Speaking with Cote, I get the feeling that the entire process is extremely human. Staff turnover both at Metro Vancouver and the NSMBA means that there are inevitable delays as new staff become acquainted with the project and have to build relationships afresh between organizations. Over the years, NSMBA and Metro Vancouver, as well as other land managers, have built stronger relationships, enabling more trust. That in turn makes these processes faster and easier.

Cambodia is the final trail to be revived as part of this project, and while there aren’t any others that are on the immediate horizon, the NSMBA’s staunch advocacy for the local mountain bike trails, and their commitment to building strong and long-lasting relationships with the land managers goes a long way toward ensuring the longevity of our trails, and making these processes smoother for all parties. This gives us a strong foundation to build on, and will make it much easier to sanction or build new trails in the future.

While to some, adding Cambodia to the sanctioned trail network may be sacrilege, the fast-growing population of the North Shore and Lower Mainland as a whole means that the landscape is vastly different to when this trail was first built twenty-something years ago. These factors necessitated a formal trail plan for Seymour, something that the area never had previously, and despite losing a feature here or there, safeguards our trails from being torn down at a moment’s notice.

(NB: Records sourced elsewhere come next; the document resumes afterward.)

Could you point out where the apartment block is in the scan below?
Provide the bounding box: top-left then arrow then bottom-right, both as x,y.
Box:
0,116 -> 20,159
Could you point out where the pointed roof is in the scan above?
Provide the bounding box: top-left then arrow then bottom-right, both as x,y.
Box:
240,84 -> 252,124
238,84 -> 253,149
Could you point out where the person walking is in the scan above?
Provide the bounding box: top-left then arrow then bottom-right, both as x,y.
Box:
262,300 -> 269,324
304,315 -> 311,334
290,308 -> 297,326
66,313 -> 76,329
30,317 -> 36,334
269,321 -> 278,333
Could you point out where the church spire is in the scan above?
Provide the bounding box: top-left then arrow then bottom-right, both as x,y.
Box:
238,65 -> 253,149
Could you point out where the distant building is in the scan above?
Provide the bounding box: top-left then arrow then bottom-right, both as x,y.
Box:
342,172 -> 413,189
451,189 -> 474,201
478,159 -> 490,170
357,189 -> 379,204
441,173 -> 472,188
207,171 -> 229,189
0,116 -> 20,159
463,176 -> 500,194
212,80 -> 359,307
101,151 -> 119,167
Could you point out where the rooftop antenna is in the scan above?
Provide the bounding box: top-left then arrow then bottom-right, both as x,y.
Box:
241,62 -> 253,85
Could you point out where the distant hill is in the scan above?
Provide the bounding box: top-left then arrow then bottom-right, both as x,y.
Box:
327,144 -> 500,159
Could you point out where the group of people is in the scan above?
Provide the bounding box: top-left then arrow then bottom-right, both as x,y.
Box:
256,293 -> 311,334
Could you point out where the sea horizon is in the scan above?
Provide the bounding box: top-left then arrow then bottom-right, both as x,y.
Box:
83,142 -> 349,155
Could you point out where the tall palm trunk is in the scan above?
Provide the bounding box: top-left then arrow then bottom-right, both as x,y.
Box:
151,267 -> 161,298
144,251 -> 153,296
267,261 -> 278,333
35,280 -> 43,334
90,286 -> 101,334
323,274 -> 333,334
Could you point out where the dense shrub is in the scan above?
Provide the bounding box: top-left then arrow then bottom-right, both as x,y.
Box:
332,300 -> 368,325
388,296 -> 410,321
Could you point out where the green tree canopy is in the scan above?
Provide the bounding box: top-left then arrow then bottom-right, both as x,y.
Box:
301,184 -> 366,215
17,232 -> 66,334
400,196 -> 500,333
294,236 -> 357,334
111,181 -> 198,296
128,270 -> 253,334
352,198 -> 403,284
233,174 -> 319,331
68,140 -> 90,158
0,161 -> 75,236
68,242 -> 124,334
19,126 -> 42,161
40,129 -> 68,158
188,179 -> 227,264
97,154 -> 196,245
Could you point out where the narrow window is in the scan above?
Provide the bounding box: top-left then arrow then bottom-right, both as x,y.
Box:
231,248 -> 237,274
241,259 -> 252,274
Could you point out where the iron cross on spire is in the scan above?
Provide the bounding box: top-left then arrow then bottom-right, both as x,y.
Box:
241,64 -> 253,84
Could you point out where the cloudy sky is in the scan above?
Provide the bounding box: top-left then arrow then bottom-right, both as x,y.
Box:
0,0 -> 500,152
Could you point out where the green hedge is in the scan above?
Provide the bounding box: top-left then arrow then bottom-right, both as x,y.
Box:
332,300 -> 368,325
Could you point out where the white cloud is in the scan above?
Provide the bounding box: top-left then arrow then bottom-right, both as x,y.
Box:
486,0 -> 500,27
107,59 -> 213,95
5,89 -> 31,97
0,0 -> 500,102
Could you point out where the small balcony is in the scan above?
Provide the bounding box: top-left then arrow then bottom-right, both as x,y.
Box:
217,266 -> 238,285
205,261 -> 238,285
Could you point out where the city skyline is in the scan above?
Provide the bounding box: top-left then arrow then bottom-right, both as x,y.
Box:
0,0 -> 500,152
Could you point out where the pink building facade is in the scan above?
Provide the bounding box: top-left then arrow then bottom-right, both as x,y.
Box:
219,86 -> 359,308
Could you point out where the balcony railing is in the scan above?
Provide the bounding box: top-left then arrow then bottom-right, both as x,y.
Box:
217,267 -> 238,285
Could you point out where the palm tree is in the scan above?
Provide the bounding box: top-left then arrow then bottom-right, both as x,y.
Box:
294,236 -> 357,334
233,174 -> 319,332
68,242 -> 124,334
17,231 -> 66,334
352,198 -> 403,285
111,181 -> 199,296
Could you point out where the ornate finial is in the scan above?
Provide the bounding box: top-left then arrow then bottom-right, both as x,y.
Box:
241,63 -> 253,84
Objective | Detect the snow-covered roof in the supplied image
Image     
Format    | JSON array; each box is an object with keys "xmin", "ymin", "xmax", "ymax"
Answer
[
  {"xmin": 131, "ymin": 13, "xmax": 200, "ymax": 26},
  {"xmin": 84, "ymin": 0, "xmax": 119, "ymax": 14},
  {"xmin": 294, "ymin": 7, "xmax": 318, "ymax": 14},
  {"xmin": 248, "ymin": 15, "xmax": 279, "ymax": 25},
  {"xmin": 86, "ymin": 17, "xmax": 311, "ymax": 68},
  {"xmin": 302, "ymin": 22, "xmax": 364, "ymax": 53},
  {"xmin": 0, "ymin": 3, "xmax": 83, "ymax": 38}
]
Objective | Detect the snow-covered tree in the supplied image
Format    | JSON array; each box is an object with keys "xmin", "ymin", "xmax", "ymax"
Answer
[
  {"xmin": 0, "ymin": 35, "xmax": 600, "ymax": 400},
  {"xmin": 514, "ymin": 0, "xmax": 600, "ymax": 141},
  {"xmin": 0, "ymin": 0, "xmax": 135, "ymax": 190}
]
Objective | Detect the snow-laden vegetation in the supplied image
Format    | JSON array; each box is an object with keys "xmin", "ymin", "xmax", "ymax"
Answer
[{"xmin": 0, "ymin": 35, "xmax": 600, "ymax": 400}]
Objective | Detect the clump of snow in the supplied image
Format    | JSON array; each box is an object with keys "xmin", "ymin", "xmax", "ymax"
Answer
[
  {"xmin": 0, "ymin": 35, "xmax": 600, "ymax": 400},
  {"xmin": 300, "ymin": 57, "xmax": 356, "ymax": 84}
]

Rock roll on Cambodia, on the North Shore's Mount Seymour
Cambodia still has rock rolls aplenty. Photo: Scott Campbell

Another example of the advocacy work the NSMBA has done recently is with land manager British Pacific Properties, on the westernmost North Shore mountain, Cypress. Known for its gnarly, DH-oriented trails, at one point it looked as though BPP might shut down all the trails on the mountain, since many end near a planned housing development. Thanks to NSMBA advocacy efforts however, we now have a great working relationship with BPP, three sanctioned trails on the mountain, and the promise of $500,000 toward trail building and maintenance upon completion of the planned construction.

There are no perfect solutions however, and illegal trails will always exist, some relatively sustainable, some less-so. But the more we can advocate for ourselves responsibly and work with land managers to find solutions, the better we will have things and the safer our trails will be from being torn down. I’m hugely grateful for all the work the NSMBA puts in for us behind the scenes; the truth is, it’s a lot more than most of us will ever know. If the options are to lose an important trail entirely, or concede to a sustainable rebuild, I know which option I’ll take.